Other than the odd bit of wear and/or damage to the odd bush and bracket Bessie was found to be in fine shape when serviced back home in Emerald.

There are said to be some 1142 sand dunes in the Simpson Desert crossing, at least over 1100. In travel time that means almost one per minute across the whole distance. There were none on the first day to Purnie Bore and considerable time is spent travelling parallel to the dunes, so I think they count every hillock rather than just the major land forms. Here are a couple of landscapes from the French Line heading towards Poeppel Corner, showing the view from one sandhill to the next:



This is what a garden variety sandhill looks like up close:


This particular dune had firm rather than powdery sand and the track is not badly scalloped, making the vehicle pitch and lurch. However, there is a steep pinch near the top and if you don’t attack the dune with enough momentum you can run out of power or spin near the top.

Here’s Ian stuck near the very top:


When he tried to back up to have another go the front wheels must have spun, so Don is scraping out a channel. We always filled in the holes we dug.


This performance was repeated a number of times.


The vehicle had a fair bit of weight on the back and was fitted with highway tread on the tyres. Perhaps a combination of those factors caused the problem.

As recommended we all reduced the pressure in our tyres to maximise friction with the sand. Len had ours at 15 psi in the back and 13 in the front by the time we hit Big Red. Any lower and you risk a tyre coming off the rim. So an air compressor to re-inflate the tyres for the highway is standard kit.

This is what a sandhill looks like when approaching the top:


On the other side the track usually veered to the right, that’s if it didn’t veer left or go straight ahead, so quick reflexes were required.

Each vehicle must carry a red flag, 3.5 metres above the ground as seen here:


Trailing vehicles in a convoy can see which way the vehicle in front moves. Our leading vehicle was Don and Patsy in this magnificent machine, which sat up a bit in front:


Dealing with the crests must have been a bit scary!

Another essential piece of kit is a UHF radio. We gave our position on Channel 10 every 10 minutes or so, but didn’t always hear from others. On two occasions the first awareness of oncoming vehicles was seeing a flag over the sandhill.

In general terms we negotiated the desert pretty well, and didn’t need maxitracks, winches or sand anchors. It seems to me that you would need to go out of your way to get in this kind of fix:


When we camped at Boulia on the way over, Margot overheard a camper telling his neighbour, “They’ll never make it!”

Well, old-timer, we made it just fine!

* Note: The number of 15 is from memory, but I can’t remember the source!

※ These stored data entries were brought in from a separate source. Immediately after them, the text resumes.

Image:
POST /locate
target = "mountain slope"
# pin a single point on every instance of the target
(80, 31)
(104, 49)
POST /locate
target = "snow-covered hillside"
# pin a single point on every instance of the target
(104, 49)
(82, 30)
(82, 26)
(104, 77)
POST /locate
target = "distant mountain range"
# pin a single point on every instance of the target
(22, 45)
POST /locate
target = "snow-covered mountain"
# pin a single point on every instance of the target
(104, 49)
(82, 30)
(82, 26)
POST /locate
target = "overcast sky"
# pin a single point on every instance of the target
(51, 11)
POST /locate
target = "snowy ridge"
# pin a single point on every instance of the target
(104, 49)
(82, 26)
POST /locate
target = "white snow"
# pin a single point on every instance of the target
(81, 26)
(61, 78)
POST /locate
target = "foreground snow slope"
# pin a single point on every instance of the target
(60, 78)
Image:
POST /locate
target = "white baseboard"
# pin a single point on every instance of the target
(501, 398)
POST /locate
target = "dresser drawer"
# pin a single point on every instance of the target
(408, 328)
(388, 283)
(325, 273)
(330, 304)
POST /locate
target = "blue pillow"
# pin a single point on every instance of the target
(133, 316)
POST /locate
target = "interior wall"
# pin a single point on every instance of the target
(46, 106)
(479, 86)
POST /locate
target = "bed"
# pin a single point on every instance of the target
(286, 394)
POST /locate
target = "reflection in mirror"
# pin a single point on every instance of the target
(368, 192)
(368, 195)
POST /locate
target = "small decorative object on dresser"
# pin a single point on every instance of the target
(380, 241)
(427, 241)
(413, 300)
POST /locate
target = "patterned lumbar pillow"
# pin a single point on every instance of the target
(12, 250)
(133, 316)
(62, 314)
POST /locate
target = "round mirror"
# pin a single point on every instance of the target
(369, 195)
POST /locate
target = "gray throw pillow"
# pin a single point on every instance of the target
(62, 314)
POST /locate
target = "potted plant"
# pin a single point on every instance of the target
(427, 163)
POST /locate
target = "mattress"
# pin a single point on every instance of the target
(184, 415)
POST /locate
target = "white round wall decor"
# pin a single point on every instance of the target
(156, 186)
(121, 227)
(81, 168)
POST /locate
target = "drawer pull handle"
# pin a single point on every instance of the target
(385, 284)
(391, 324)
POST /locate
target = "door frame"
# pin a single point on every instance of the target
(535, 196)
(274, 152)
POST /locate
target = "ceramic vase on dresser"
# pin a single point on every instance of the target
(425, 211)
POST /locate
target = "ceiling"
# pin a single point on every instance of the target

This National Parks, South Australia site suggests more than 12,000 people in 2013, that would be about 33 people per day. I think the average people per vehicle is unlikely to be more than two.

Ian G-J was told at Mt Dare 30 at quieter times and 100 at busy times but he can’t remember whether that’s people or vehicles. I’d guess people – there weren’t many vehicles at all in the camping ground when we were there in early August. So there is a high degree of uncertainty but at least 15 vehicles per day on average.

Update: Here’s an image of the “The Monster”, the Birdsville Desert Recovery vehicle, with a 4WD on its back, supplied via a mate of Darral:


5 thoughts on “Red Centre holiday: the challenge of the Simpson Desert crossing”

  1. I would emphasise that 2 litres of water per day is very low for hot dry country. Dry can be very deceptive. You nay not feel hot but still go through water like it is going out of fashion. (On the other hand, most of my experience was walking so perhaps i am being conservative.)

  2. John, all can say is that we didn’t deny ourselves drinking fluid. We did on two occasions use someone else’s washing up water after they had had a relatively clean wash. The weather was cool, for Brisbane people.

  3. I’ve put a note at the end of the post about vehicle numbers. There is a high degree of uncertainty, but it looks like at least 15 vehicles per day on average, but could be more than double that.

  4. I’ve just added an update showing a photo of “The Monster”, the Birdsville Desert Recovery Service vehicle with a 4WD on its back.